The water caused no other severe damage to the antique portraits or furniture in the house, she said.“If it had to happen,” said Regina Charbonneau, President of the Pilgrimage Garden Club, which owns Longwood, “January is a good time. It could have been a lot worse.”

Charbonneau said fewer tourists come by in the winter months between spring and fall pilgrimage, meaning the loss of business will not be as potent as if the pipe had burst a few months later.

Though indoor tours are canceled until the plaster can be repaired, Charbonneau said outdoor tours are available at a reduced price for visitors.

The upper floor, which sustained less damage since that level contains no furniture or plaster, will likely open before tours to the ground floor are, Charbonneau said.
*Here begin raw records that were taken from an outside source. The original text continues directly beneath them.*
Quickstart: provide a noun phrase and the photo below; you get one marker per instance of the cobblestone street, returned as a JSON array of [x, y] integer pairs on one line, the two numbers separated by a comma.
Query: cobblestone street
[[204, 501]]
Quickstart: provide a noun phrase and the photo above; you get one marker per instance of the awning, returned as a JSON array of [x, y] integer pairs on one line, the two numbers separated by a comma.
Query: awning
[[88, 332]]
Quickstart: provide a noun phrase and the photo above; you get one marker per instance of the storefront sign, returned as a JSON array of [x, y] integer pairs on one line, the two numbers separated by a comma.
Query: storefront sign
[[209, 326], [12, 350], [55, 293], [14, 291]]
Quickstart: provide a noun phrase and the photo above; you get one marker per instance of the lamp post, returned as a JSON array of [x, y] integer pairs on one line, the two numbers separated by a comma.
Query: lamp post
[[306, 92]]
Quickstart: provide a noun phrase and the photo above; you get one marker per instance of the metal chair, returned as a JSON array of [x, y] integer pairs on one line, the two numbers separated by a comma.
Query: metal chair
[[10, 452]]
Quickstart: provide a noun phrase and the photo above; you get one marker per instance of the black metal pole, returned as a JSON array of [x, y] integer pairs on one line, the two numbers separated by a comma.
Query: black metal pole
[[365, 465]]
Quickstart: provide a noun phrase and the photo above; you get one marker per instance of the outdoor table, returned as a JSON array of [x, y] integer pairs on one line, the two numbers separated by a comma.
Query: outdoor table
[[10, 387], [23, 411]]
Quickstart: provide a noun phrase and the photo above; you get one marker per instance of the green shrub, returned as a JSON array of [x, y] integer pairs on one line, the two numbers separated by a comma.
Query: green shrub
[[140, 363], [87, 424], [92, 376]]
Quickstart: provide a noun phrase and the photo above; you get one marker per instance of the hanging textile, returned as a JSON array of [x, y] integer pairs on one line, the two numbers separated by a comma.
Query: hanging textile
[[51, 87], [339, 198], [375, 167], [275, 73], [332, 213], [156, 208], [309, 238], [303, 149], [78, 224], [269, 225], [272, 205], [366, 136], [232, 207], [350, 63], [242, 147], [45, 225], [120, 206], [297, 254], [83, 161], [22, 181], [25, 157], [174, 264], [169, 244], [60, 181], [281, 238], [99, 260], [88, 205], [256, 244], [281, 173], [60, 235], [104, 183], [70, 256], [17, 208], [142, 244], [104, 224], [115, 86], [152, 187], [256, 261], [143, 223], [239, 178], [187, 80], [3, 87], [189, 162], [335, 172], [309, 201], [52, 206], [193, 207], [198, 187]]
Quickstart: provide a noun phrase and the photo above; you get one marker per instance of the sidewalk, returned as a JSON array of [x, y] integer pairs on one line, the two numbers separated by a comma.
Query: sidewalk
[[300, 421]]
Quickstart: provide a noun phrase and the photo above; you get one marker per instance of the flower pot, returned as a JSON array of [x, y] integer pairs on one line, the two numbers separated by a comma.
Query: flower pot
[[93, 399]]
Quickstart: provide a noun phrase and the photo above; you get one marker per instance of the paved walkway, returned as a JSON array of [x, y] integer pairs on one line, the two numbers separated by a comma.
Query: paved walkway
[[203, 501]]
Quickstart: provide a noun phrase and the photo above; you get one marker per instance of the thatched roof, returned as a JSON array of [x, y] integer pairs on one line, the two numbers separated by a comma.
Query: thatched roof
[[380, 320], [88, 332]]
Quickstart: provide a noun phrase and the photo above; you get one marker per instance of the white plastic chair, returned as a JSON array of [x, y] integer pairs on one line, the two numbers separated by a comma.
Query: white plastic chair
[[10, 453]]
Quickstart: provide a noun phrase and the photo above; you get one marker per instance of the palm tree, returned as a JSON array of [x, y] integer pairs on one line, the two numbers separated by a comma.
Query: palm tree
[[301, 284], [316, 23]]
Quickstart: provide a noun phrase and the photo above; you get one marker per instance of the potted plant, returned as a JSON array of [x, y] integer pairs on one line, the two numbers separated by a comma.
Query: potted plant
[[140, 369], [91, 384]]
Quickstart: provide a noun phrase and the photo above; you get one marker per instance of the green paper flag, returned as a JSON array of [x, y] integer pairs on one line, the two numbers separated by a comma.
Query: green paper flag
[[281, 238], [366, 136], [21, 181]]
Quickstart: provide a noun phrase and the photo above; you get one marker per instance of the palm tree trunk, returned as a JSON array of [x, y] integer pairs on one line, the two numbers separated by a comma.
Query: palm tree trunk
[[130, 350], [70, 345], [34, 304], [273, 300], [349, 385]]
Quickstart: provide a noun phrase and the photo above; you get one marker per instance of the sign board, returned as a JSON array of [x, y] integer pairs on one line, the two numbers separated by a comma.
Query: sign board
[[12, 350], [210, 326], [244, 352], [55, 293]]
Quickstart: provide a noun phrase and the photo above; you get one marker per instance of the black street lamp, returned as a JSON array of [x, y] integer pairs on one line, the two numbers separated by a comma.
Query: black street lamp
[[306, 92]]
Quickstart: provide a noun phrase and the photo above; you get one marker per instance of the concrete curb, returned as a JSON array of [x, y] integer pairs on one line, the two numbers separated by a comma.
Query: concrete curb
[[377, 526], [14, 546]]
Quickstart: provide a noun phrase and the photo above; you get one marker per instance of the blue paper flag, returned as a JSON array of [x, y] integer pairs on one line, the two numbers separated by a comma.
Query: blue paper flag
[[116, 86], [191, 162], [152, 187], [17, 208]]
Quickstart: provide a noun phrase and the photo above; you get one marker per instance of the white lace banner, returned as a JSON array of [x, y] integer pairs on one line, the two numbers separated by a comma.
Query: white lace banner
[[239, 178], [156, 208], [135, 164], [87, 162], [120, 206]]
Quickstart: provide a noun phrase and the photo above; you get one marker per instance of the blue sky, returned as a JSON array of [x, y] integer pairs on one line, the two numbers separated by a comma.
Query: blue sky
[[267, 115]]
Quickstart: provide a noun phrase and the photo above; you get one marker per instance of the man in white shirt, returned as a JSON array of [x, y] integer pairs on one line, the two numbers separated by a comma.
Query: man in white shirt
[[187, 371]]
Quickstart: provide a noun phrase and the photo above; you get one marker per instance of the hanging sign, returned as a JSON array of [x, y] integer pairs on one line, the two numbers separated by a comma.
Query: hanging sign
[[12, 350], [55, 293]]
Charbonneau said she will be hiring a historic plaster setter to ensure that the replacement work matches the time period and method of the other ceilings in the house.

Approximately 10 people gathered in the house Thursday to remove Christmas decorations and to clean up places where water had caused the plaster to erode.

“It’s a historic home,” said Nancy McLemore, a member of the Pilgrimage Garden Club who volunteered to help clean Longwood. “We have to go by preservation standards.”

Lou McGee, a member of the Pilgrimage Garden Club who aided in the clean up, said the water had done little damage to anything except ceiling in the house, though some furniture had gotten wet.

“It really was a shock but we’re getting to it,” she said. “We couldn’t take down the Christmas decorations last week because they were all wet.”

McGee said her first thought when she heard of the water damage was, “Oh no, I want to go to work.”

“We all feel that way,” she said. “We love it.”

James Wade, curator at Longwood, said the water pipes are installed in the sixth floor to provide for a sprinkler system.

“It takes a lot of pressure to get water 150 feet in the air,” Wade said. “When it burst, the water just came pouring back down.”

Wade said the pipes are likely approximately 50 years old and could not handle the extremely cold weather of late.

The damage, he said, is primarily cosmetic.

“I think we were lucky,” Wade said. “It’s a huge mess, but we were lucky.”